Menilik Pesona Imlek dan Festival Cap Go Meh Singkawang 2019

Source : google.

Nah, bertepatan dengan bulan Februari, bulan yang istimewa buat saya, ternyata juga menjadi bulan istimewa untuk Indonesia. Pasalnya terdapat salah satu event yang selalu booming tiap tahunnya, sebut saja Festival Cap Go Meh Singkawang. Festival ini juga mengungkap pesona wisata kota Singkawang dan mampu menarik banyak wisatawan. Bagaimana tidak, ada lebih dari 70.000 wisatawan, baik lokal maupun mancanegara, yang datang dan menyaksikan festival ini.


Source : google.
Apa sih Cap Go Meh itu?

Bagi sebagian temans pasti ada yang merasa asing dengan nama itu. Nih saya kasih tempe tahu, Cap Go Meh ini adalah hari istimewa buat suku Tionghoa di kota Singkawang serta kota-kota di Indonesia. Konon katanya, dalam dialek hokkien Cap berarti sepuluh, Go berarti lima dan Meh berarti malam. Jika diartikan secara keseluruhan, pada hari ke-15 dari bulan pertama, suku Tionghoa percaya bahwa para dewa akan berkumpul sehingga merupakan waktu yang baik untuk bersyukur dan berdoa secara bersungguh-sungguh untuk tahun yang lebih baik.

Cap Go Meh di Singkawang, Kalimantan Barat ini terbilang yang paling meriah perayaannya. Apalagi sejak tahun 2009, perayaan Cap Go Meh di Singkawang telah dimasukkan dalam agenda tahunan wisata nasional.


Mengapa di Singkawang?

Singkawang adalah kota terbesar kedua di Provinsi Kalimantan Barat dan memiliki suasana oriental dimana ditemukan ratusan klenteng Cina hampir di setiap sudut kota. Yaiya dong, lebih dari 70% penduduk Singkawang adalah keturunan Tionghoa sih.
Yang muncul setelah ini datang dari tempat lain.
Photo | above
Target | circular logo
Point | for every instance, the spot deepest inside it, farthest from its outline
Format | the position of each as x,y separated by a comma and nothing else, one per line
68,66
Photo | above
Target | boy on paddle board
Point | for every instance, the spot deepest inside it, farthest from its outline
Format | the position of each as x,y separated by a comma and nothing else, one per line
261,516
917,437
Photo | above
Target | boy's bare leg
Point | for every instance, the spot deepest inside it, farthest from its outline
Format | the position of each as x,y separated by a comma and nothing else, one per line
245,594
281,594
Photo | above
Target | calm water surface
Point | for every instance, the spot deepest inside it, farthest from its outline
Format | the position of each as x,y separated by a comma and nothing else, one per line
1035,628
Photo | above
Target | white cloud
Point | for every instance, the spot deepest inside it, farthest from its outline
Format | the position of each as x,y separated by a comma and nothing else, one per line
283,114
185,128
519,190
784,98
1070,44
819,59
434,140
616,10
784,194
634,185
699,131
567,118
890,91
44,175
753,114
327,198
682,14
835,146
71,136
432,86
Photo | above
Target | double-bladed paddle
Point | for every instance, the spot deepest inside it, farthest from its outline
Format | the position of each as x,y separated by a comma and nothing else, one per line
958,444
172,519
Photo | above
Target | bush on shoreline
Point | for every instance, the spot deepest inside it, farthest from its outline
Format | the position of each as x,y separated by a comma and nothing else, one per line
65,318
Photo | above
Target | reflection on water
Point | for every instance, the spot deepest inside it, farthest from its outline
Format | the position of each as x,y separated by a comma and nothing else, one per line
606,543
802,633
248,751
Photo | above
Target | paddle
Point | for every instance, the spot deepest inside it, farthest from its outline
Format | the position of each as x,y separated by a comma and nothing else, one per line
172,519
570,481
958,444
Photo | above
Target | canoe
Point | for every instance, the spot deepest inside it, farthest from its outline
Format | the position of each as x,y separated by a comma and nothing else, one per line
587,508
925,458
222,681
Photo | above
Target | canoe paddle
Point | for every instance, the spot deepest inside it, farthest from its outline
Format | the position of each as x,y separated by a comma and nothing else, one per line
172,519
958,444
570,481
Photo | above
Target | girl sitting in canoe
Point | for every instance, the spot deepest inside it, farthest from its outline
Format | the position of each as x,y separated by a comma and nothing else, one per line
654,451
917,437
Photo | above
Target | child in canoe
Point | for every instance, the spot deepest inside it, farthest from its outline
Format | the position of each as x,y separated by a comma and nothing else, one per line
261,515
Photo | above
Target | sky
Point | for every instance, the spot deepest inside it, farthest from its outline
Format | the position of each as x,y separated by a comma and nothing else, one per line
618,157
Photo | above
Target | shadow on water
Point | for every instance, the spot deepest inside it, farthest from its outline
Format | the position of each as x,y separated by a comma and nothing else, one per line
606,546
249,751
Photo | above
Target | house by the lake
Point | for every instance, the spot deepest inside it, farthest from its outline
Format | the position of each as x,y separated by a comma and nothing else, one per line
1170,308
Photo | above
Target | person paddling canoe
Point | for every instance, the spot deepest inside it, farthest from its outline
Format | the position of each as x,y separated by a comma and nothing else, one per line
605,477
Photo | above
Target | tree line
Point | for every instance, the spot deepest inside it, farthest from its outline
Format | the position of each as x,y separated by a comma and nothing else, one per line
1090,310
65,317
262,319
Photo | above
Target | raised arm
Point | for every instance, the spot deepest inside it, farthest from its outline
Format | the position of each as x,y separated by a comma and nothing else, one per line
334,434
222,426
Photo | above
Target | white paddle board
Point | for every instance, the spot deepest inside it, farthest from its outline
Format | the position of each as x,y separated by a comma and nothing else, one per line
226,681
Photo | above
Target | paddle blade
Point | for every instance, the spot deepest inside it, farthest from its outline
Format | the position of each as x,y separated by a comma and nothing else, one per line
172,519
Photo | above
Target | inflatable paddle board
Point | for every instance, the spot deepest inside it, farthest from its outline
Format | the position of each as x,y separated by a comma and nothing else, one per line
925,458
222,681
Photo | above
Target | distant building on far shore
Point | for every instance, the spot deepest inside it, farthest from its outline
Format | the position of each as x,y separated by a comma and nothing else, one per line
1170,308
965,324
Perayaan Cap Go Meh begitu meriah di Singkawang karena selain mayoritas penduduknya dari etnis Tionghoa, juga ada campuran budaya lokalnya yakni suku Dayak. Sehingga perpaduan budaya terlihat jelas di perayaan Cap Go Meh dan ini menjadi daya tarik khusus bagi wisatawan mancanegara.
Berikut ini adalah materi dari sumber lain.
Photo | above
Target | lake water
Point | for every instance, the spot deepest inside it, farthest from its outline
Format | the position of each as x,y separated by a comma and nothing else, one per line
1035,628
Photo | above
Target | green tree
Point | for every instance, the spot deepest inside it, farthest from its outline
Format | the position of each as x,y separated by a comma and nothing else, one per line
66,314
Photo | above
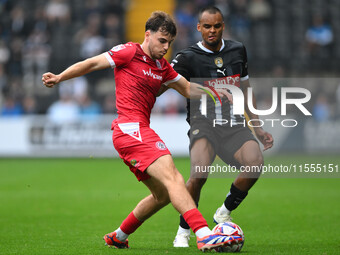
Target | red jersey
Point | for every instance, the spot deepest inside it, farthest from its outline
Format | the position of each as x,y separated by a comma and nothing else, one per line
138,80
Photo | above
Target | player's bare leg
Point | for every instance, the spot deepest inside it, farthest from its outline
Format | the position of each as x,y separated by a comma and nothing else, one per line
201,154
164,174
249,155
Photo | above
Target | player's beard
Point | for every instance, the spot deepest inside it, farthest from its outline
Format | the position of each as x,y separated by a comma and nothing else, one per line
152,53
213,43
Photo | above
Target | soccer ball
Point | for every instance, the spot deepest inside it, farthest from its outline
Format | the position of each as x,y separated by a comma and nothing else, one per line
235,232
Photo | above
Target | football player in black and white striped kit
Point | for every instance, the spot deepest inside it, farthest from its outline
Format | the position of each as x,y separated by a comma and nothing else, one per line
218,132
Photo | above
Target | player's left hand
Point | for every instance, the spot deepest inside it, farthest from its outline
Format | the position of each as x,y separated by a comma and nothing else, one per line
225,94
50,79
265,138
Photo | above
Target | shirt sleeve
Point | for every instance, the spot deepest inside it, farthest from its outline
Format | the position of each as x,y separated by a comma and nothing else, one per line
120,55
171,75
179,64
244,75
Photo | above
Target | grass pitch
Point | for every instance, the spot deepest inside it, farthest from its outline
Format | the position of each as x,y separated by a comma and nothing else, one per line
65,206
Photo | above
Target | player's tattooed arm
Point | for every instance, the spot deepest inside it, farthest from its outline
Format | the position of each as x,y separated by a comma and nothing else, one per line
264,137
193,90
162,90
78,69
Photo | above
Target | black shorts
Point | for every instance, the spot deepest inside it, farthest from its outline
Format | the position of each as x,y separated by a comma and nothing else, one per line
224,139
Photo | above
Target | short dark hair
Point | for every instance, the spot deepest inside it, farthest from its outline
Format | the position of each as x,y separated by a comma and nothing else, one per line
211,10
163,21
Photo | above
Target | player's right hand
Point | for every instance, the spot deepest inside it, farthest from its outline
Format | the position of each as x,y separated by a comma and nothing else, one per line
225,94
50,79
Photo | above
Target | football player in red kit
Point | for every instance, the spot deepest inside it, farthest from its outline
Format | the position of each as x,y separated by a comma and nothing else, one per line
140,70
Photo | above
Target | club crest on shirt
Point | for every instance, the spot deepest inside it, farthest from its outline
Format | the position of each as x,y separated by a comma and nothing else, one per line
134,162
158,64
218,62
195,132
160,146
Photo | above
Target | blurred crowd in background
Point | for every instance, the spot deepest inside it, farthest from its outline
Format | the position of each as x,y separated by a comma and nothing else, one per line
283,38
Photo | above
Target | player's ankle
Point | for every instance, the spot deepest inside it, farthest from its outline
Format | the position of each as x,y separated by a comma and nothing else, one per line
183,230
202,232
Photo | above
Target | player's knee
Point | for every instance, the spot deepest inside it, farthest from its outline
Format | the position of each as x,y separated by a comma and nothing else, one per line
162,198
254,159
196,182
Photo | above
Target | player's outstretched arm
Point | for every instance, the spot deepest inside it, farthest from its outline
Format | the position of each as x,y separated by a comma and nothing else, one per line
265,138
78,69
194,90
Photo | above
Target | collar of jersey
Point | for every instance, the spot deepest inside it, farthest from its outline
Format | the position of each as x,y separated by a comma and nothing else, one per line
207,50
154,60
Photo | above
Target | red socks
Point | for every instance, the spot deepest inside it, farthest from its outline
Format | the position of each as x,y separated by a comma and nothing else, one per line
130,224
195,219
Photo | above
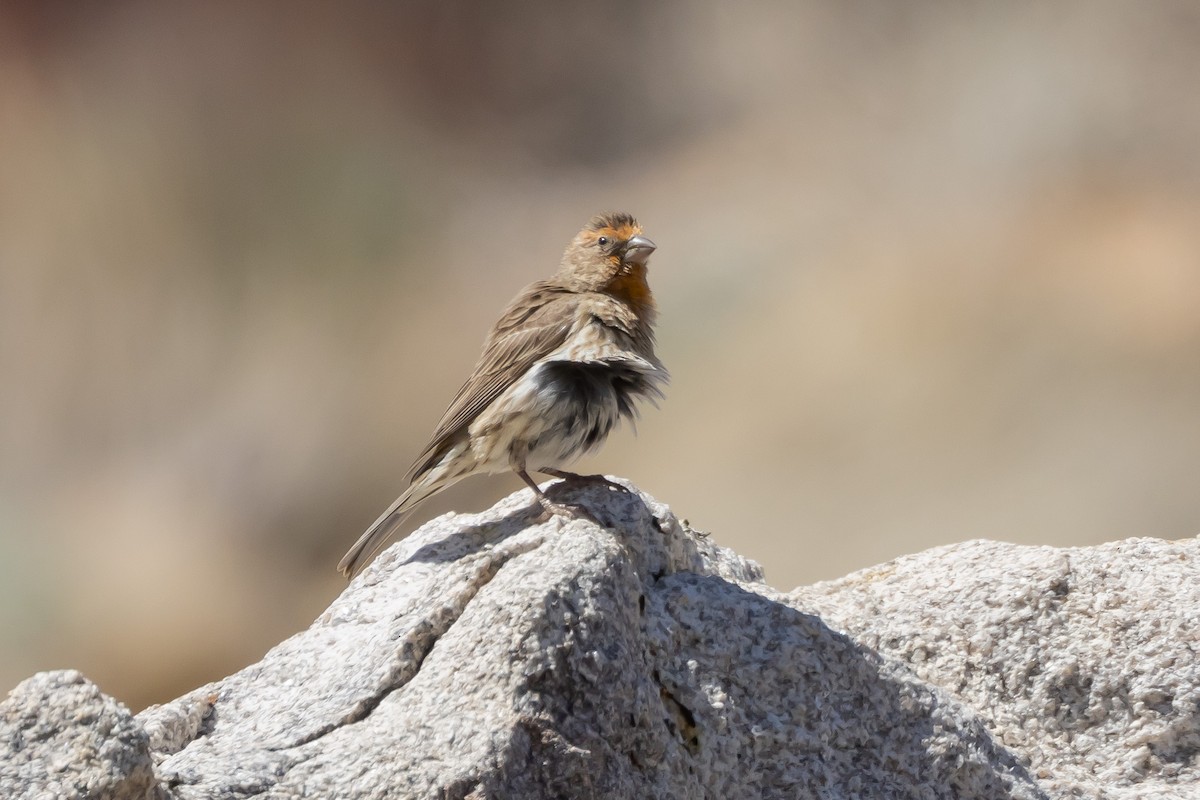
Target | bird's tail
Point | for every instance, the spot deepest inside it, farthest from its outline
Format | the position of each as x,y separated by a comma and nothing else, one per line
382,529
Apa yang bisa dilihat dari perayaan Cap Go Meh di Singkawang?

Banyak!

Sebelum Cap Go Meh dilaksanakan, sehari sebelumnya dilakukan Ritual Cuci Jalan oleh beberapa tatung. Tujuan dari ritual ini adalah untuk menghilangkan hal-hal negatif sebelum parade digelar keesokan harinya. Selama ritual berlangsung, ratusan tatung membawa iring-iringan dan menabuh genderangnya sepanjang jalan yang akan dilewati parade nantinya menuju Vihara tertua (Vihara Tri Darma Bumi Raya) kota Singkawang yang terletak di pusat kota.
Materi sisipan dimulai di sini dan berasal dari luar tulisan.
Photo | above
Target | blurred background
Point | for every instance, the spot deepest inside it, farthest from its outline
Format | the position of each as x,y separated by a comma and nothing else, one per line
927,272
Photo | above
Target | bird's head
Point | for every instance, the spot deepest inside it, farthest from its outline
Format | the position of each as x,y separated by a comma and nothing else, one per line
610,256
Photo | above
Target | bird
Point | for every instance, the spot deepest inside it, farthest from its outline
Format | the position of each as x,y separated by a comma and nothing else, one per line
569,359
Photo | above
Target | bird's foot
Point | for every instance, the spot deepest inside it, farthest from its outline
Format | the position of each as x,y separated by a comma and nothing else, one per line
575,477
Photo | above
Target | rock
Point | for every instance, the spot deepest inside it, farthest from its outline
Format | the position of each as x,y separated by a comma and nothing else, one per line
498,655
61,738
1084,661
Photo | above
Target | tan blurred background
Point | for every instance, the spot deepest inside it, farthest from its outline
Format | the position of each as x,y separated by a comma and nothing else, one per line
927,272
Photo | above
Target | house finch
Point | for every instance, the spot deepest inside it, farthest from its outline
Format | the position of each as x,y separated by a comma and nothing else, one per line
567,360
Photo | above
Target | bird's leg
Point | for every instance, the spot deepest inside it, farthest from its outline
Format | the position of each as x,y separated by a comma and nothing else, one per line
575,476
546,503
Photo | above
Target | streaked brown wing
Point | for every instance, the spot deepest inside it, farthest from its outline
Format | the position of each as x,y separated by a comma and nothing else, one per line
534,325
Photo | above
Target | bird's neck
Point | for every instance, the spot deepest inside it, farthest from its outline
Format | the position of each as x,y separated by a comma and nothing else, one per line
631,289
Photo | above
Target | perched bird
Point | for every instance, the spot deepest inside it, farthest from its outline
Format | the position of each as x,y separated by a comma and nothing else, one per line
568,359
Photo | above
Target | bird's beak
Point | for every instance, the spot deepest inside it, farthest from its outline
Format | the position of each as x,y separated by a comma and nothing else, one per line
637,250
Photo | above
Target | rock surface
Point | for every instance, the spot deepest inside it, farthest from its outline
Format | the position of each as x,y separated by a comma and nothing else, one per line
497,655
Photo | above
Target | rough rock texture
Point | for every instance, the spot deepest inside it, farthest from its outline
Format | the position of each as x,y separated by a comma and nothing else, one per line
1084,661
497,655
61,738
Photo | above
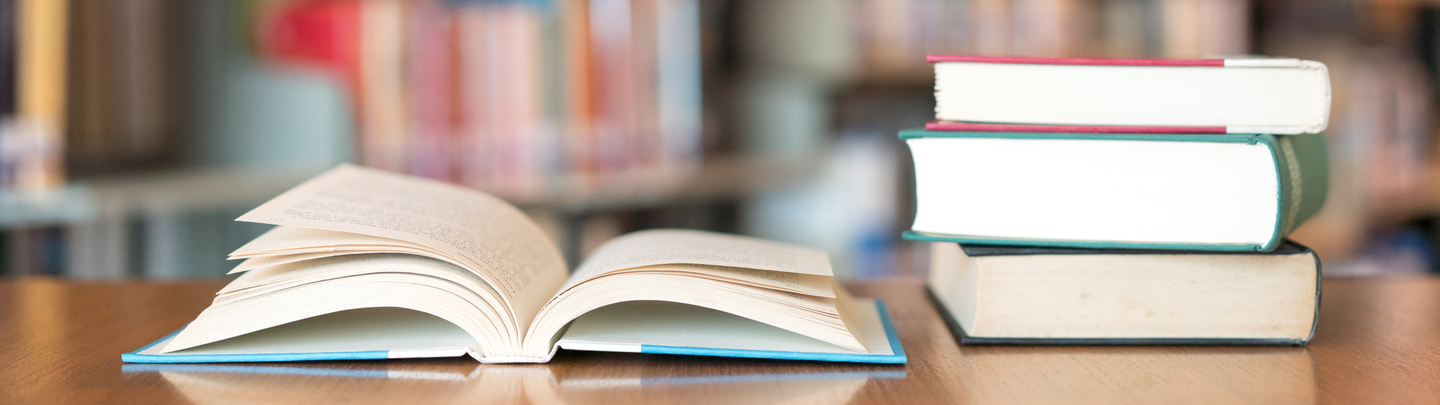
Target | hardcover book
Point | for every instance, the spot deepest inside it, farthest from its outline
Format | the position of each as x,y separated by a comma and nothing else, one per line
1224,192
1063,296
1247,95
367,264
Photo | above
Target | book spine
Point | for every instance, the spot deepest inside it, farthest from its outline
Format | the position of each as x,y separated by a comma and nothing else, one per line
1303,167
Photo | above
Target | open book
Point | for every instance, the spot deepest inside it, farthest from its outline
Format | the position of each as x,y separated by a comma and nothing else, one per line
367,264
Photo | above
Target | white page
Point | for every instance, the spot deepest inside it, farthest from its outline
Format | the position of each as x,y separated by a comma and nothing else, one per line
680,325
818,286
704,248
480,231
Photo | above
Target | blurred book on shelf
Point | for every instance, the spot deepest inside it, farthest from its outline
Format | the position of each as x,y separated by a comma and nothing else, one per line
504,95
32,95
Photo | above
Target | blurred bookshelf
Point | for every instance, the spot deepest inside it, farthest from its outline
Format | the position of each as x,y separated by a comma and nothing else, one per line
598,117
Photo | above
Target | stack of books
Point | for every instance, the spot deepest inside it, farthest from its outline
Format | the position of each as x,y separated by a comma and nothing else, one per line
1123,202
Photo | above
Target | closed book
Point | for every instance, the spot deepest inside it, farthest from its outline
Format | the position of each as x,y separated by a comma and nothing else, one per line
1272,95
1223,192
1063,296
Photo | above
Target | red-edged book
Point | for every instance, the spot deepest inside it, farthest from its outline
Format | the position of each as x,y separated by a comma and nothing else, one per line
1247,95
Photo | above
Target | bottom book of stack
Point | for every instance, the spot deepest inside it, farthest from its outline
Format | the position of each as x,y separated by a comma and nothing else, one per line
1063,296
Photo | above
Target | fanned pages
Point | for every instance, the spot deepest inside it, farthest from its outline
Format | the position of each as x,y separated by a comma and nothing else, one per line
416,268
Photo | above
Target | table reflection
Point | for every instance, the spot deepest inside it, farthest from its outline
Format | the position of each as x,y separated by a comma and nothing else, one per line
416,382
1138,375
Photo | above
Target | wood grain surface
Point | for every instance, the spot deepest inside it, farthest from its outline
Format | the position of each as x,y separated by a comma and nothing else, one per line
1378,342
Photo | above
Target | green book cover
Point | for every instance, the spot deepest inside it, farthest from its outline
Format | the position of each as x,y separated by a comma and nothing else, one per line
1301,162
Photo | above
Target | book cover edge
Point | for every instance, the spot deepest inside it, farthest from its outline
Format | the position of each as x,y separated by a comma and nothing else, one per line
897,358
966,339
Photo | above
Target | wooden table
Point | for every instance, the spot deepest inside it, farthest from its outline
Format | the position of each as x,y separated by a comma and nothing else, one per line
1378,342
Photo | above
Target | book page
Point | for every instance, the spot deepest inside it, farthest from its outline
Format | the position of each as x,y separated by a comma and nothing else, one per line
703,248
818,286
480,231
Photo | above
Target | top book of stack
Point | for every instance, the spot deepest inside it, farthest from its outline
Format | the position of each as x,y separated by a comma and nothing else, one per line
1250,95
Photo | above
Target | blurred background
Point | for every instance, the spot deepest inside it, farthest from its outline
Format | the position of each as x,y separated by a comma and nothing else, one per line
134,131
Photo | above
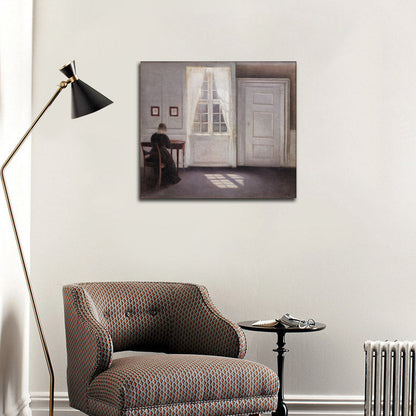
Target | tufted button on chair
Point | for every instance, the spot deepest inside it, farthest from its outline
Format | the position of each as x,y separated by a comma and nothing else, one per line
196,367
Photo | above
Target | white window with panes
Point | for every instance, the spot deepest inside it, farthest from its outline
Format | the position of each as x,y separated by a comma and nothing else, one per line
209,115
Perayaan Cap Go Meh dibagi menjadi beberapa hari dan puncak acaranya dilaksanakan pada tepat hari ke-15 bulan pertama. Pada puncak acara terdapat parade spiritual tatung, simbal tarian singa, tarian naga, choi lam sin dan banyak lainnya. Selama puncak acara ini, Singkawang penuh sesak oleh orang-orang yang ingin menyaksikan keunikan dari parade ini salah satunya parade spiritual tatung.

Tatung adalah media utama ritual Cap Go Meh untuk menolak roh jahat. Selama ritual tatung, partisipan akan melakukan beberapa aksi yang tidak bisa diterima oleh akal pikiran manusia. Pasalnya, partisipan akan mengalami kesurupan kemudian menginjak pedang atau menusukkan paku ke pipi dan masih banyak aksi lainnya. Tatung ini tidak akan terluka maupun kesakitan walau disiksa bagaimanapun. Luarrr biassaahh yaa.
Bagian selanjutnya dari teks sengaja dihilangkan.